Was aber wäre mit der Option Grün-Rot-Rot (GR2), am wahrscheinlichsten unter grüner KanzlerInnenschaft? – Sie dürfte für die Grünen weniger attraktiv sein als „Jamaika“, denn sie könnten von „links“ mit sozial- und friedenspolitischen Themen konfrontiert werden, die ihnen das Leben schwer machen könnten… Für die zurzeit starken Grünen sicherlich keine Herzensangelegenheit, und rein rechnerisch besteht diese Option zurzeit auch gar nicht… Schließlich ist auch die heruntergewirtschaftete SPD weiterhin kein stabilisierender Faktor. Auch G. Fülberth gibt dieser Konstellation nur wenige Chancen.

Eine GR2-Koalition könnte aber vor allem für DIE LINKE gefährlich werden, egal wie „links“ sie dort anträte. Als Juniorpartnerin hätte sie wohl über einen „Versuch“ hinaus keine Chance auf eine dauerhafte Machtoption.
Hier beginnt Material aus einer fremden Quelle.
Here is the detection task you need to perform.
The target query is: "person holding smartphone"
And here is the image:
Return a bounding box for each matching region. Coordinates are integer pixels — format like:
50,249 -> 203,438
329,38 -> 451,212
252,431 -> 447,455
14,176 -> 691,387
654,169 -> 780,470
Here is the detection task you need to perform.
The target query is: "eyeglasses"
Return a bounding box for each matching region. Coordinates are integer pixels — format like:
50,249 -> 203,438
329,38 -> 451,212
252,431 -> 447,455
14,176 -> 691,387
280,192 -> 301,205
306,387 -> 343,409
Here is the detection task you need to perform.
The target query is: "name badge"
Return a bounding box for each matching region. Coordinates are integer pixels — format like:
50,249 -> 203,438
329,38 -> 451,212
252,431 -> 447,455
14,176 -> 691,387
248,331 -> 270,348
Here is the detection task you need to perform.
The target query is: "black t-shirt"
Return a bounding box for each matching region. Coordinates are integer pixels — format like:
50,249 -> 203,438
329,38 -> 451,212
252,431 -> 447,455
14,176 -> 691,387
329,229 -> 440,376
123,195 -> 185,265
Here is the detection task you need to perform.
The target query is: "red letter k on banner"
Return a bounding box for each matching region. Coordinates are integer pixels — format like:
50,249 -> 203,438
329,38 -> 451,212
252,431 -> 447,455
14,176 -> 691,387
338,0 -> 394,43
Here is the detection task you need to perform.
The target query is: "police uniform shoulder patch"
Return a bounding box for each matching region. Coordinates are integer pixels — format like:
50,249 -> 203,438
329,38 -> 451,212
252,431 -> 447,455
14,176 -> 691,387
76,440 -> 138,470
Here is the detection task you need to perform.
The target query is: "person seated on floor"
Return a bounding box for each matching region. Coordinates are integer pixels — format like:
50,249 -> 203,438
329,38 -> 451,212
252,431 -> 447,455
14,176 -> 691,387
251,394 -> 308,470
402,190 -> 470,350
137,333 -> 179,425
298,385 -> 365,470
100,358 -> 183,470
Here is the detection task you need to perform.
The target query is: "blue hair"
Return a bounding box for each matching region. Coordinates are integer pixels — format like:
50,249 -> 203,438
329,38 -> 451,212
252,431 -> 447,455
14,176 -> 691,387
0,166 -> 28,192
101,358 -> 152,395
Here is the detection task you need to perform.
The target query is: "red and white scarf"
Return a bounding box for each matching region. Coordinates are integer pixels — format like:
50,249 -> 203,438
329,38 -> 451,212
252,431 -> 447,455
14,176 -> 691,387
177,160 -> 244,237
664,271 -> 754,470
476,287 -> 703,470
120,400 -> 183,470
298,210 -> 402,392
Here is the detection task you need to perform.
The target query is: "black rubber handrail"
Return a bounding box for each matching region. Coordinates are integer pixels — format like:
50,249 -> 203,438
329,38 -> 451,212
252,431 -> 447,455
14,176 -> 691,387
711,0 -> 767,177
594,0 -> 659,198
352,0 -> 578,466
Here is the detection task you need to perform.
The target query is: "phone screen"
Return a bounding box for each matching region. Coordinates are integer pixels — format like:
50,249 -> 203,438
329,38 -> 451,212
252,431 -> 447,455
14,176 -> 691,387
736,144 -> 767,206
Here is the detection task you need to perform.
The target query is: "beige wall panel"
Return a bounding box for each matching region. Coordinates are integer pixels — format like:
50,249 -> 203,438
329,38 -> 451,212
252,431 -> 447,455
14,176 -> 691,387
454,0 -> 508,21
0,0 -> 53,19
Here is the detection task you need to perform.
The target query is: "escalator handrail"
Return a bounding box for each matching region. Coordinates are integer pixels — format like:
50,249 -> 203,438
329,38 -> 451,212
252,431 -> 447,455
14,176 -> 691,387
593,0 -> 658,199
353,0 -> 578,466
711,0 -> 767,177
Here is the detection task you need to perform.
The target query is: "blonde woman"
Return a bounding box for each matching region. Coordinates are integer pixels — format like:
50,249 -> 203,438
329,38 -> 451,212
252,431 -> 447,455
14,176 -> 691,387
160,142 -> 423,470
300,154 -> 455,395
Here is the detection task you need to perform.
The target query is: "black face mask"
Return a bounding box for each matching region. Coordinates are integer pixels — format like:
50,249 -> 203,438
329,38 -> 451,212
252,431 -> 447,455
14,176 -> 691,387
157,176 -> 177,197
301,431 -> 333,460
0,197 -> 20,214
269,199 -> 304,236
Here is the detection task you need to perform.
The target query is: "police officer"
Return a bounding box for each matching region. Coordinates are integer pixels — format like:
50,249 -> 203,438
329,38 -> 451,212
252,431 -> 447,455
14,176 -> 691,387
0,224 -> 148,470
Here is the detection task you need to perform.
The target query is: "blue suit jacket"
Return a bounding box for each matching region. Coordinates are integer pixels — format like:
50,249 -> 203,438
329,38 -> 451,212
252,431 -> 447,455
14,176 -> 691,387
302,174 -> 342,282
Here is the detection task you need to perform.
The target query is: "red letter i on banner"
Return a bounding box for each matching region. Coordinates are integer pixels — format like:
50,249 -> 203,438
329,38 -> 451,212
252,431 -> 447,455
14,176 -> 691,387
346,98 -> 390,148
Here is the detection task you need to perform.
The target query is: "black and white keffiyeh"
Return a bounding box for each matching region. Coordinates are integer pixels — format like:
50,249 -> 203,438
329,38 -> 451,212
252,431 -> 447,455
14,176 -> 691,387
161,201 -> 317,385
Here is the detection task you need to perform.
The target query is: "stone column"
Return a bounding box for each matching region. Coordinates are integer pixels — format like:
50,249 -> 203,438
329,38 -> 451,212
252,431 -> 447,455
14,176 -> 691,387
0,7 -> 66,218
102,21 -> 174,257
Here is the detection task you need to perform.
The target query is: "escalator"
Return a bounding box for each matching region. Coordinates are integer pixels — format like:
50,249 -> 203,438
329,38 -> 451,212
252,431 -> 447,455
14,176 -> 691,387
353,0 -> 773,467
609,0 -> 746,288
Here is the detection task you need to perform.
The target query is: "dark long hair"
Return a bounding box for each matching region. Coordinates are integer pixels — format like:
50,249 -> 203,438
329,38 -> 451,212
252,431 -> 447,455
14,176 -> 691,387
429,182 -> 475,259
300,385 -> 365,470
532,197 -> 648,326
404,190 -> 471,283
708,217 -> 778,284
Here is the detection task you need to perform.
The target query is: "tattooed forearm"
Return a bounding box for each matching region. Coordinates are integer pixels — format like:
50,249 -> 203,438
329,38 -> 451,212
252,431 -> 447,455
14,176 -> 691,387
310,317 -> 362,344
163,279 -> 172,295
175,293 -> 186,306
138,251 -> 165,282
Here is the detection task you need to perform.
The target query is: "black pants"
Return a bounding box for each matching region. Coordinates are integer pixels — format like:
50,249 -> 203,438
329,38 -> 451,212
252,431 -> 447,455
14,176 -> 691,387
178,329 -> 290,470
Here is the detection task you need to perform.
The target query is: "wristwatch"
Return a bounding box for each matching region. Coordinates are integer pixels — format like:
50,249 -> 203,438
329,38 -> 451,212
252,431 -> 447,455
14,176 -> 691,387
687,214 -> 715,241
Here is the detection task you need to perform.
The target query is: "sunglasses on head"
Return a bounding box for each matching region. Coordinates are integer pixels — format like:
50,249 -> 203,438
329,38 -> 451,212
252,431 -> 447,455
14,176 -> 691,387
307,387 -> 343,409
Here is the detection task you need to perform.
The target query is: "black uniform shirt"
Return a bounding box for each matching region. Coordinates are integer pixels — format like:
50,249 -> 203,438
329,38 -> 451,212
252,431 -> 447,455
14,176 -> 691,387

Schmerzhafte Kompromisse und falsche Positionierungen haben die Linkspartei bereits auf Länderebene mehrmals (und zu Recht!) geschwächt – z.B. beim Berliner Wohnungsausverkauf Anfang der 2000er Jahre (ein Fehltritt, dessen Reparatur die derzeitige rot-rot-grüne Stadtregierung nun nicht nur finanziell teuer zu stehen kommt!) oder beim Brandenburger Polizeigesetz, um nur wenige „Klingensprünge“ zu nennen, Dass die Berliner Linkspartei nun auch noch eine drohende Privatisierung der S-Bahn mitträgt, könnte den „Roten“ wiederum eine Rote Karte bescheren.

Nein, „Koalitionskummer lohnt sich nicht“ für DIE LINKE – und auf Bundesebene käme bei GR2  ihre sozial- und friedenspolitische Kompetenz wohl schnell unter die Räder. Eine notwendige sozialpolitische Wende wird mit den Grünen nicht zu machen sein – und allzu viele faule Kompromisse auf diesem Gebiet dürfte die Linkspartei nicht aushalten können. Ihre größten Erfolge hat DIE LINKE übrigens zumeist aus einer starken, eindeutigen Oppositionsrolle heraus erzielt – für die Bundesebene galt dies bis 2017 allemal.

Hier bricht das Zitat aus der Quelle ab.